Israël et le Liban ont officialisé mercredi leur accord pour renouveler la fragile trêve qui les lie et créer plusieurs « zones pilotes » de sécurité à l’intérieur du territoire libanais, d’où les combattants du Hezbollah seraient exclus. La déclaration conjointe, rendue publique après une quatrième série de négociations menées sous l’égide des États-Unis au département d’État, précise que le cessez-le-feu « est subordonné à un arrêt complet des tirs du Hezbollah et à l’évacuation de tous les membres du Hezbollah » des régions situées au sud du fleuve Litani.
Cette avancée diplomatique fait suite à une proposition américaine visant une « désescalade graduelle ». Le secrétaire d’État Marco Rubio s’était entretenu dimanche avec le président libanais Joseph Aoun et le Premier ministre israélien Benjamin Netanyahu. Selon un responsable américain, Washington avait suggéré que le Hezbollah cesse toutes ses attaques contre Israël, tandis qu’Israël s’abstiendrait de toute escalade à Beyrouth. « Cela créerait un espace pour une désescalade graduelle et une cessation effective des hostilités », avait expliqué ce responsable.
Le président Aoun a tenté de faire avancer ce plan et d’obtenir un accord. Cependant, le président du Parlement libanais, Nabih Berri, qui prétendait « garantir » l’engagement du Hezbollah en faveur d’une trêve, a placé la charge sur Israël pour qu’il cesse « de tirer le premier ». De son côté, Netanyahu avait annoncé dimanche avoir ordonné à ses troupes de pénétrer plus avant au Liban dans le cadre de la lutte contre le Hezbollah, malgré la trêve déclarée plus de six semaines auparavant.

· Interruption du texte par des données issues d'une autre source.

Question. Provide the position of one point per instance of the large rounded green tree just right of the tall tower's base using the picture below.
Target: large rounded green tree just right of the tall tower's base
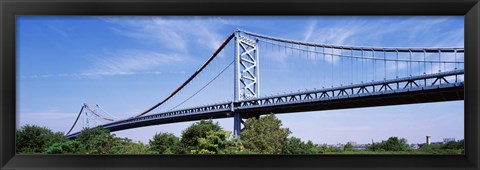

Des accrocs persistants sur le terrain
L’armée israélienne affirmait dimanche que ses opérations terrestres au Liban « s’étendaient à des zones supplémentaires ». Le ministre de la Défense israélien avait confirmé la capture de la forteresse médiévale de Beaufort, dans le sud du Liban, que Netanyahu a qualifiée de « changement radical » dans l’offensive. Parallèlement, le ministère libanais de la Santé a signalé qu’une frappe israélienne près d’un hôpital dans le sud du pays avait blessé treize membres du personnel soignant.
Face à cette escalade, le Conseil de sécurité des Nations unies avait prévu une réunion d’urgence lundi. L’accord annoncé mercredi intervient donc dans un contexte de tensions toujours vives, où les deux parties ont multiplié les actions militaires malgré les efforts de médiation.
Les prochaines étapes
La mise en œuvre du cessez-le-feu dépend désormais de l’acceptation explicite du Hezbollah. Les zones pilotes au sud du Litani sont conçues pour empêcher le retour des combattants près de la frontière israélienne, conformément à la résolution 1701 du Conseil de sécurité, jamais pleinement appliquée. L’accord conjoint précise que la trêve « est conditionnée à un arrêt complet des tirs du Hezbollah », ce qui suppose une décision de la part de la milice chiite.
Si les signaux diplomatiques envoyés par Washington et Beyrouth témoignent d’une volonté de stabilisation, l’attitude de Berri, intermédiaire clé entre le Hezbollah et les autorités libanaises, montre que des divergences persistent sur la chronologie des engagements. De son côté, Israël, tout en acceptant le principe du cessez-le-feu, maintient la pression militaire, comme en témoigne la progression au sol.
L’équilibre reste fragile. L’annonce de mercredi constitue une étape importante dans le processus de médiation américain, mais sa traduction concrète sur le terrain dépendra de la capacité des parties à surmonter les obstacles qui ont jusqu’ici empêché une trêve durable.